Die Billigfluglinie Ryanair hofft unterdessen darauf, dass die britische Regierung in den Austrittsverhandlungen dem Luftverkehr eine wichtige Rolle zukommen lassen wird. Bislang sei für die Fluglinie vollkommen unklar, welche Auswirkungen der Ausstieg auf den Luftverkehr haben werde, so Kenny Jacobs von Ryanair. Vor ähnlichen Problemen sieht sich Easyjet und auch die International Airlines Group - dazu gehören British Airways, Iberia, Aer Lingus und Vueling -, die bereits ihre Wachstums- und Gewinnerwartungen bis 2020 reduziert hat.

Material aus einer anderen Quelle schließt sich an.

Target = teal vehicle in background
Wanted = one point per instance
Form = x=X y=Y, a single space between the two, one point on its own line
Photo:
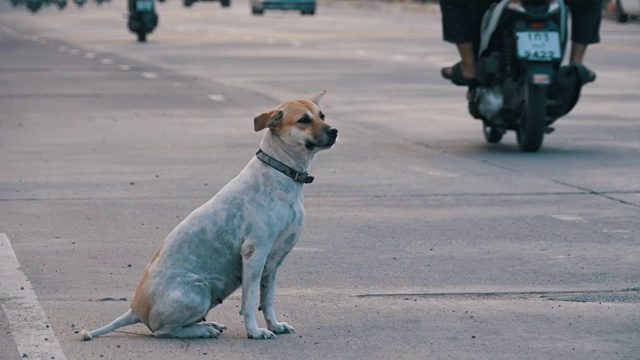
x=306 y=7
x=142 y=19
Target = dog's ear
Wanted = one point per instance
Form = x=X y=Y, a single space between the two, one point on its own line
x=316 y=99
x=269 y=119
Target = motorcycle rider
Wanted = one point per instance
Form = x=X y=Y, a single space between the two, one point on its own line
x=461 y=21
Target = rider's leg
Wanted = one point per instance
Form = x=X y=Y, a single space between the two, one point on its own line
x=586 y=16
x=577 y=52
x=461 y=25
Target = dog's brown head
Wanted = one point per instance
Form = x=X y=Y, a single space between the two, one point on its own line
x=299 y=123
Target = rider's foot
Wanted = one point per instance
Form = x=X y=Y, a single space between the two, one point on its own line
x=460 y=74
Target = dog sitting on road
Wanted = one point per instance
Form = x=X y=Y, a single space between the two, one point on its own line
x=238 y=238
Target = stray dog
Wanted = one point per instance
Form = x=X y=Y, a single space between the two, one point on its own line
x=239 y=237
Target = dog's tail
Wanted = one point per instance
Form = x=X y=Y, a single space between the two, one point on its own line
x=128 y=318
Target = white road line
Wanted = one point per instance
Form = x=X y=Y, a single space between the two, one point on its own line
x=570 y=218
x=149 y=75
x=216 y=97
x=30 y=328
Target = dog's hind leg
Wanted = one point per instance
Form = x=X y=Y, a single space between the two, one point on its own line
x=128 y=318
x=181 y=308
x=193 y=331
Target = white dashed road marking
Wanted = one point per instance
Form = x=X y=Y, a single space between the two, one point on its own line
x=216 y=97
x=571 y=218
x=30 y=328
x=148 y=75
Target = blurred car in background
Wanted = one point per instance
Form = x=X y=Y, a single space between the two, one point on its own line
x=625 y=9
x=306 y=7
x=223 y=3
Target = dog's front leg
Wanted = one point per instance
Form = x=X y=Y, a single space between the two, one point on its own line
x=267 y=299
x=253 y=261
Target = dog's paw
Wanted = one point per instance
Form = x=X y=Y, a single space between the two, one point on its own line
x=281 y=328
x=219 y=327
x=260 y=333
x=209 y=332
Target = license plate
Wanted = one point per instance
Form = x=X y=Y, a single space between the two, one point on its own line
x=539 y=45
x=144 y=5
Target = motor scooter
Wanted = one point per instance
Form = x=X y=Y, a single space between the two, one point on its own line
x=33 y=5
x=143 y=18
x=521 y=83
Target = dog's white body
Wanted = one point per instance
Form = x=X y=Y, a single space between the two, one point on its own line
x=239 y=237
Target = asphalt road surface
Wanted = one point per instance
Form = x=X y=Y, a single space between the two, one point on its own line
x=420 y=240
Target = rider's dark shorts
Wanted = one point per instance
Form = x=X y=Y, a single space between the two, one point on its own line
x=461 y=20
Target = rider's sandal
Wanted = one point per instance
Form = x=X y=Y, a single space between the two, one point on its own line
x=456 y=76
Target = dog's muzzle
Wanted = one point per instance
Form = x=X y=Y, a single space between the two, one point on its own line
x=325 y=140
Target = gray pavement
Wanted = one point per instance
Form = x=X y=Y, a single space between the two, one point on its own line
x=420 y=241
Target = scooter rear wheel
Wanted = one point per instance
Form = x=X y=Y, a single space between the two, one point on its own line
x=491 y=133
x=533 y=121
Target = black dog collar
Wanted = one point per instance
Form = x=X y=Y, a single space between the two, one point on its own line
x=300 y=177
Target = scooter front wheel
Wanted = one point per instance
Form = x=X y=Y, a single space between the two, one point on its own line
x=533 y=121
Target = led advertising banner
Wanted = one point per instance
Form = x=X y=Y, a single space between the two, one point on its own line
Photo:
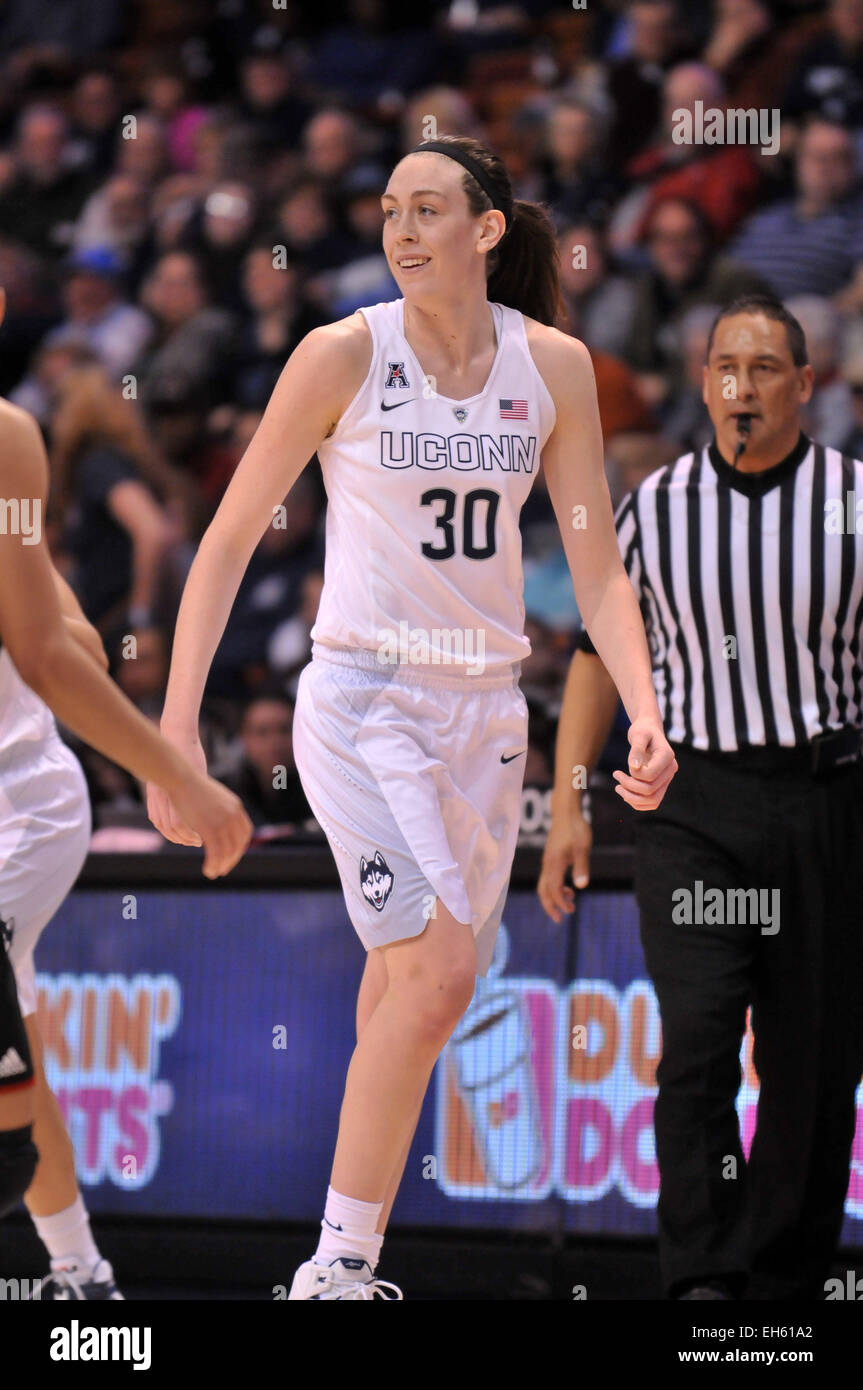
x=198 y=1043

Hintergrund für die Sorgen ist: Fluggesellschaften in Großbritannien droht der Ausschluss aus dem gemeinsamen europäischen Luftraum. Bislang konnten Fluggesellschaften aus der EU beliebig innerhalb der Staatengemeinschaft fliegen - z.B. Easyjet mit Sitz in Großbritannien von Deutschland aus Dutzende Destinationen ansteuern. Diese Privilegien könnten zukünftig wegfallen. 

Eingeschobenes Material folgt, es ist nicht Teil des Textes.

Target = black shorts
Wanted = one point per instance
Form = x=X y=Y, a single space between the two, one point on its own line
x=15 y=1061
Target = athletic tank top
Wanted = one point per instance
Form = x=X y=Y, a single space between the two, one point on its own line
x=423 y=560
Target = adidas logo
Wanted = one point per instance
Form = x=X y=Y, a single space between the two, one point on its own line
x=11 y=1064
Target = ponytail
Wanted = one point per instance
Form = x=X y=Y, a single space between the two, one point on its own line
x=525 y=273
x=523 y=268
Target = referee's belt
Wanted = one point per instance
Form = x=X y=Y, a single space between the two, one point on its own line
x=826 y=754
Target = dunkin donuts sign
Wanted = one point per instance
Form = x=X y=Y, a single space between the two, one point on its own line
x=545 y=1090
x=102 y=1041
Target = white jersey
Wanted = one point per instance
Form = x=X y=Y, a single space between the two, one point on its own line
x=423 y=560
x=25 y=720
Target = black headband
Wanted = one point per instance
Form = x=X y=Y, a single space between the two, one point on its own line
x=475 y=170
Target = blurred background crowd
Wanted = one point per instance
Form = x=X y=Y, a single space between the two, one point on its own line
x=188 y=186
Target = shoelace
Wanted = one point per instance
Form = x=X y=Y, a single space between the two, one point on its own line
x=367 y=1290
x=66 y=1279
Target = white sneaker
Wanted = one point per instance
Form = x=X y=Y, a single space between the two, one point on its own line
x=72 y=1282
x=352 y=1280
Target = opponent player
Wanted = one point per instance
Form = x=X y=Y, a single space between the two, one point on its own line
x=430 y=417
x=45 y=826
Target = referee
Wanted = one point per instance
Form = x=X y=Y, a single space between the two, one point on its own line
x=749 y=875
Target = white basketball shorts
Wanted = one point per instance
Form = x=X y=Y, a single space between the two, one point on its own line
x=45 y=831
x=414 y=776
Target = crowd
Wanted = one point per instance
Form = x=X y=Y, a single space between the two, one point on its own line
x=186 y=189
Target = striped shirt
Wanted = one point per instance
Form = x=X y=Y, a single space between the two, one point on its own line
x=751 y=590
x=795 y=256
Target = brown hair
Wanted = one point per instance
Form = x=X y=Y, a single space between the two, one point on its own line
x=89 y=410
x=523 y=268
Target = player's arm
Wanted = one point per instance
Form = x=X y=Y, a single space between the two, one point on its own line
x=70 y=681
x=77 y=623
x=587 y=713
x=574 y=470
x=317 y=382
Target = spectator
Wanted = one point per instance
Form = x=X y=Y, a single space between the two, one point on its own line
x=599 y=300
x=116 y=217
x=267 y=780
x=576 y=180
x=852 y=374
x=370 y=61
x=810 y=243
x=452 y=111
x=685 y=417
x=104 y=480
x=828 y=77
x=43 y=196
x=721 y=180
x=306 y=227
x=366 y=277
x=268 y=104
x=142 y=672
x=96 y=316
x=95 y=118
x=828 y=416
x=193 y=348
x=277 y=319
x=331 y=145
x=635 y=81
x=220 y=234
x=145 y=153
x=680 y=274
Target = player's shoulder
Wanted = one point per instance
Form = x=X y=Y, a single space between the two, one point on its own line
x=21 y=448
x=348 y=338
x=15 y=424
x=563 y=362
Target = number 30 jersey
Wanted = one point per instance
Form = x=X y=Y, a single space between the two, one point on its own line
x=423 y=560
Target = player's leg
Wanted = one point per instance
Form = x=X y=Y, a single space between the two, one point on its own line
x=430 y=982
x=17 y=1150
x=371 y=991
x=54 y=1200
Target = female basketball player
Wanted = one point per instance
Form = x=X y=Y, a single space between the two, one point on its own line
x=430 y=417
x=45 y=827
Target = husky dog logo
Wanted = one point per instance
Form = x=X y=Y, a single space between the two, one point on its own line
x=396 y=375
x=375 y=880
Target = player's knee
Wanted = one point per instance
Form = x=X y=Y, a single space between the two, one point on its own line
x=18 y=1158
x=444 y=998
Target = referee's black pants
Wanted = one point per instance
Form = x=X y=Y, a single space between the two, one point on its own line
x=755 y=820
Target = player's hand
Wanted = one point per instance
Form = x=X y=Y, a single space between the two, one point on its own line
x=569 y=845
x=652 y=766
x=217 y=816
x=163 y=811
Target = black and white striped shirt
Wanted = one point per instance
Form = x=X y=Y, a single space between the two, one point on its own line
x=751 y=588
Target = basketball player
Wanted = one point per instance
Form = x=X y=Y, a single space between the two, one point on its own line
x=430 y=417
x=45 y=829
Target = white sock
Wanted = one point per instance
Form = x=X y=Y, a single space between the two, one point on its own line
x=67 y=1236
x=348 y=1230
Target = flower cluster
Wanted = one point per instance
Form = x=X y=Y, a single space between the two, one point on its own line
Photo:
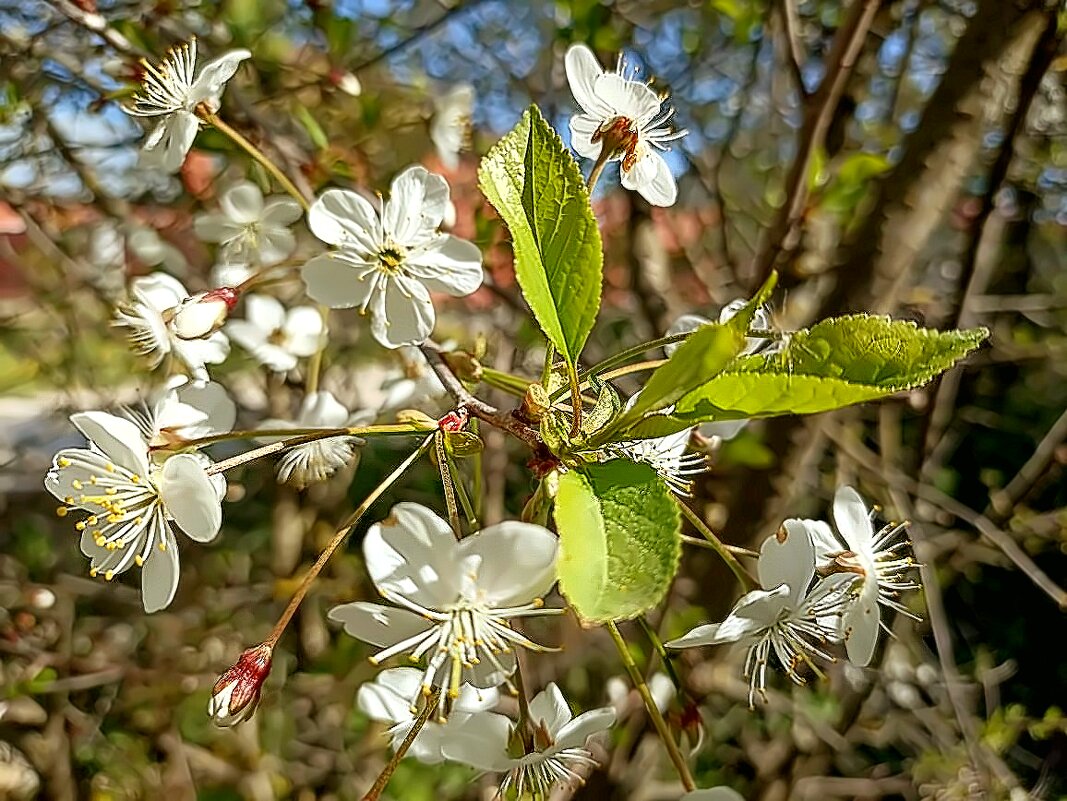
x=816 y=589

Eine Möglichkeit für die Fluglinien aus Großbritannien ist, dass sie eine Basis in der EU unterhalten, dort ein Luftverkehrsbetreiberzeugnis besitzen und mehrheitlich in EU-Besitz sind. Somit müssten sich die UK-Fluggesellschaften um eine Lizenz in einem EU-Land bewerben. Auch könnte Großbritannien die Aufnahme in die European Common Aviation Area (ECAA) beantragen oder ein bilaterales Abkommen mit der EU anstreben - ähnlich wie es die Schweiz hat - Voraussetzung wäre eine Anerkennung der Freizügigkeit durch Großbritannien, was unrealistisch scheint ("Airliners"). 
 
Fakt ist, dass für viele Fluggesellschaften - mit Hauptsitz in Großbritannien - die Strecken innerhalb Kontinentaleuropas einen Hauptteil des Geschäfts ausmachen. Deshalb befürchtet Luftfahrt-Experte Thomas van der Wijngaart, dass es für UK-Airlines dramatische wirtschaftliche Folgen hätte, wenn sie ihre finanziellen und betrieblichen Strukturen ändern müssten ("Austrianaviation"). Bis es jedoch soweit ist, müssen die Gesetze und Verordnungen zum Luftverkehr geprüft werden, was sehr zeitaufwendig sein dürfte.